Guilloteau Clément, Mamalakis Antonios, Vulis Lawrence, Le Phong V V, Georgiou Tryphon T, Foufoula-Georgiou Efi
Department of Civil and Environmental Engineering, University of California Irvine, Irvine, California.
Faculty of Hydrology Meteorology and Oceanography, Vietnam National University, Hanoi, Vietnam.
J Clim. 2021 Jan 1;34(2):715-736. doi: 10.1175/jcli-d-20-0266.1. Epub 2020 Dec 23.

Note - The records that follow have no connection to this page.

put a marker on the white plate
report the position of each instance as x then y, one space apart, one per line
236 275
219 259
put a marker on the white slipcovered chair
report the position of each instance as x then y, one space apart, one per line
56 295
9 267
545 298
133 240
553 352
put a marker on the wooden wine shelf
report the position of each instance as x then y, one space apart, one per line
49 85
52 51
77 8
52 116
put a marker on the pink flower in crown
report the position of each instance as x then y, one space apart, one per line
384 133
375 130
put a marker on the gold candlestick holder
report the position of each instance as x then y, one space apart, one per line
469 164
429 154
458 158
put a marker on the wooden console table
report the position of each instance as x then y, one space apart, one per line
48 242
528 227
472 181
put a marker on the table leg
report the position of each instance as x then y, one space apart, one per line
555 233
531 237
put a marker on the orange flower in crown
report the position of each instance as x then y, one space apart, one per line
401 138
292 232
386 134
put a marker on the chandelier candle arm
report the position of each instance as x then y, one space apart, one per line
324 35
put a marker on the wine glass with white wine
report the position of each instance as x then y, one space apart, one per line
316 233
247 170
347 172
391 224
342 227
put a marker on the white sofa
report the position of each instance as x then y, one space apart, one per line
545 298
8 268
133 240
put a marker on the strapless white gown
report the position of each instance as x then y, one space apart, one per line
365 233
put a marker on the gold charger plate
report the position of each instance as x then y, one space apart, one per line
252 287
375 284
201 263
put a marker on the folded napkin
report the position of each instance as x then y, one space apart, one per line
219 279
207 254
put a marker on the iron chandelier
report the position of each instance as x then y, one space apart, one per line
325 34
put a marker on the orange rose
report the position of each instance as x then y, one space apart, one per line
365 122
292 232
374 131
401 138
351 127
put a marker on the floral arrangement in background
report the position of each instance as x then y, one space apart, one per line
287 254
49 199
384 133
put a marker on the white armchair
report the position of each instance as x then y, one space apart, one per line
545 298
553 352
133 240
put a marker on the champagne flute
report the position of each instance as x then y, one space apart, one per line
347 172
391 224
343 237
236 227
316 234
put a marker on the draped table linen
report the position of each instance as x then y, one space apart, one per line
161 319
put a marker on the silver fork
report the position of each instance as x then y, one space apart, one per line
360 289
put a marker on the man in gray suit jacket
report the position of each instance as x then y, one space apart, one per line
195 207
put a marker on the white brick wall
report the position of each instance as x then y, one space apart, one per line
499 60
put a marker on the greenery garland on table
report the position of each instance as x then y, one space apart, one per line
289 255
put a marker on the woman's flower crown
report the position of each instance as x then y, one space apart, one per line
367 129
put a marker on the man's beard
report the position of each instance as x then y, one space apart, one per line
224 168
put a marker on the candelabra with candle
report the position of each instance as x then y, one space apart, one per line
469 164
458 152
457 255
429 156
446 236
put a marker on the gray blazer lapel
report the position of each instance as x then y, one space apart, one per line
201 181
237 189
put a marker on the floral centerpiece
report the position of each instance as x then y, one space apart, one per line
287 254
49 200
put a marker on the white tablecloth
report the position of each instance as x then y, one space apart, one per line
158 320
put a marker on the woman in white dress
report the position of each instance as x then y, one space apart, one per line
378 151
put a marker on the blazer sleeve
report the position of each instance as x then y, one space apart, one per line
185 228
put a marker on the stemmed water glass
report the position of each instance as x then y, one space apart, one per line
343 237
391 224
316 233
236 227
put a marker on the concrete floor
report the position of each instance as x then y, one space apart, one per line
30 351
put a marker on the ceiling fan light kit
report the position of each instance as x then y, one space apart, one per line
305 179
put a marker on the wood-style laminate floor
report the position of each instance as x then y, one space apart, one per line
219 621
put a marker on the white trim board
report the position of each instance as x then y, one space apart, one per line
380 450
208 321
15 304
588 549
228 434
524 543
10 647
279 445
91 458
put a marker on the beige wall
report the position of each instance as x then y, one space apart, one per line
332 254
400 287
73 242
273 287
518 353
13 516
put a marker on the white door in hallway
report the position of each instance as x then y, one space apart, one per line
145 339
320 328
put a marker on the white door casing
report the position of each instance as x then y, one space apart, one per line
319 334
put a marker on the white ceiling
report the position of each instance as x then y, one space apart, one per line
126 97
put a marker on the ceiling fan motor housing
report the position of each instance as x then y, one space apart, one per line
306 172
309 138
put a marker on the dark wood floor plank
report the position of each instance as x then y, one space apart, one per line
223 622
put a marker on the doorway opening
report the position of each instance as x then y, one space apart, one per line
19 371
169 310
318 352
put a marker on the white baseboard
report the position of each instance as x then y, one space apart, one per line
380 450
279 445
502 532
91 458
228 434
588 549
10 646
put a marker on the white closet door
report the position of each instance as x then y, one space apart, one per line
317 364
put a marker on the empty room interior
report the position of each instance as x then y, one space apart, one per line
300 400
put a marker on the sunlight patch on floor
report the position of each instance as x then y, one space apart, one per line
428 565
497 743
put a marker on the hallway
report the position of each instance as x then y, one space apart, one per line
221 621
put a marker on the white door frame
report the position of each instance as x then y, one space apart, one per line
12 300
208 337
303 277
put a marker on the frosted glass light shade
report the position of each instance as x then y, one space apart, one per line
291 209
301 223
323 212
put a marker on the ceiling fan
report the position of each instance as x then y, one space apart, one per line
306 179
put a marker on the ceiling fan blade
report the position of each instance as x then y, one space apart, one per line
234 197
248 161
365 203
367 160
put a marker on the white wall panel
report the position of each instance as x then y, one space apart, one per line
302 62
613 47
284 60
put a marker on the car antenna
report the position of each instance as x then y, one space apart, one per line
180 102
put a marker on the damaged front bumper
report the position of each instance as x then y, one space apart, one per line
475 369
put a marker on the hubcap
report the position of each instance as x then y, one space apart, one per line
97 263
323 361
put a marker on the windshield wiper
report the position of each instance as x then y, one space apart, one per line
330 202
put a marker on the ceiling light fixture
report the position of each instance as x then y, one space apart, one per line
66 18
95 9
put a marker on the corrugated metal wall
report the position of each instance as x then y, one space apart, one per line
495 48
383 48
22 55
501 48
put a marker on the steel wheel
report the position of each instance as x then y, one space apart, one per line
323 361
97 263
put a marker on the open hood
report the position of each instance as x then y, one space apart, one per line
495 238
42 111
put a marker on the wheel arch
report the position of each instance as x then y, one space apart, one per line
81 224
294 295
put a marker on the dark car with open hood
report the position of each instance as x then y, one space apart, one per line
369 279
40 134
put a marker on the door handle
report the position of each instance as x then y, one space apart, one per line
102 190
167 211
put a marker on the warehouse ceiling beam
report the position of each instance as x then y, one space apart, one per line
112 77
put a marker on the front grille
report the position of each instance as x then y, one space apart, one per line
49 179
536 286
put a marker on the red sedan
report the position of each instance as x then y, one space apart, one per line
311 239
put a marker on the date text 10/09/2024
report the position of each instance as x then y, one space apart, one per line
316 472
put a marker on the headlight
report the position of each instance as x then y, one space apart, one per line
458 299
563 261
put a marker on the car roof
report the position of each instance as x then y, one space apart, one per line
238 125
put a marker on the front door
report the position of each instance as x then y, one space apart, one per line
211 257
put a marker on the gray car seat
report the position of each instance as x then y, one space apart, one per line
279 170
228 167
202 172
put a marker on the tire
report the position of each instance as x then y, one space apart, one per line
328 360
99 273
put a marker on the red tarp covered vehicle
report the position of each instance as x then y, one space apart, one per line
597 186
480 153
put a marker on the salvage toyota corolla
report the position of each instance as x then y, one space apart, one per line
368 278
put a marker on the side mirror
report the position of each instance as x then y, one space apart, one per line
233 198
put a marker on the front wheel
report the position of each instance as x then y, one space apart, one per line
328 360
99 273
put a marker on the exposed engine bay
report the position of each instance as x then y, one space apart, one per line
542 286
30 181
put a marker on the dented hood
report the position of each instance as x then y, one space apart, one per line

Spectral PCA (sPCA), in contrast to classical PCA, offers the advantage of identifying organized spatiotemporal patterns within specific frequency bands and extracting dynamical modes. However, the unavoidable trade-off between frequency resolution and robustness of the PCs leads to high sensitivity to noise and overfitting, which limits the interpretation of the sPCA results. We propose herein a simple nonparametric implementation of sPCA using the continuous analytic Morlet wavelet as a robust estimator of the cross-spectral matrices with good frequency resolution. To improve the interpretability of the results, especially when several modes of similar amplitude exist within the same frequency band, we propose a rotation of the complex-valued eigenvectors to optimize their spatial regularity (smoothness). The developed method, called rotated spectral PCA (rsPCA), is tested on synthetic data simulating propagating waves and shows impressive performance even with high levels of noise in the data. Applied to global historical geopotential height (GPH) and sea surface temperature (SST) daily time series, the method accurately captures patterns of atmospheric Rossby waves at high frequencies (3-60-day periods) in both GPH and SST and El Niño-Southern Oscillation (ENSO) at low frequencies (2-7-yr periodicity) in SST. At high frequencies the rsPCA successfully unmixes the identified waves, revealing spatially coherent patterns with robust propagation dynamics.
与经典主成分分析(PCA)相比,谱主成分分析(sPCA)具有能够识别特定频带内有组织的时空模式并提取动态模式的优势。然而,主成分在频率分辨率和稳健性之间不可避免的权衡导致对噪声高度敏感和过拟合,这限制了对sPCA结果的解释。我们在此提出一种简单的非参数sPCA实现方法,使用连续解析莫雷特小波作为具有良好频率分辨率的交叉谱矩阵的稳健估计器。为了提高结果的可解释性,特别是当同一频带内存在几种幅度相似的模式时,我们提出对复特征向量进行旋转以优化其空间正则性(平滑度)。所开发的方法称为旋转谱主成分分析(rsPCA),在模拟传播波的合成数据上进行了测试,即使数据中存在高水平噪声,也显示出令人印象深刻的性能。应用于全球历史位势高度(GPH)和海表温度(SST)的每日时间序列,该方法准确地捕捉到了GPH和SST中高频(3 - 60天周期)的大气罗斯贝波模式以及SST中低频(2 - 7年周期)的厄尔尼诺 - 南方涛动(ENSO)。在高频时,rsPCA成功地分解了识别出的波,揭示了具有稳健传播动态的空间连贯模式。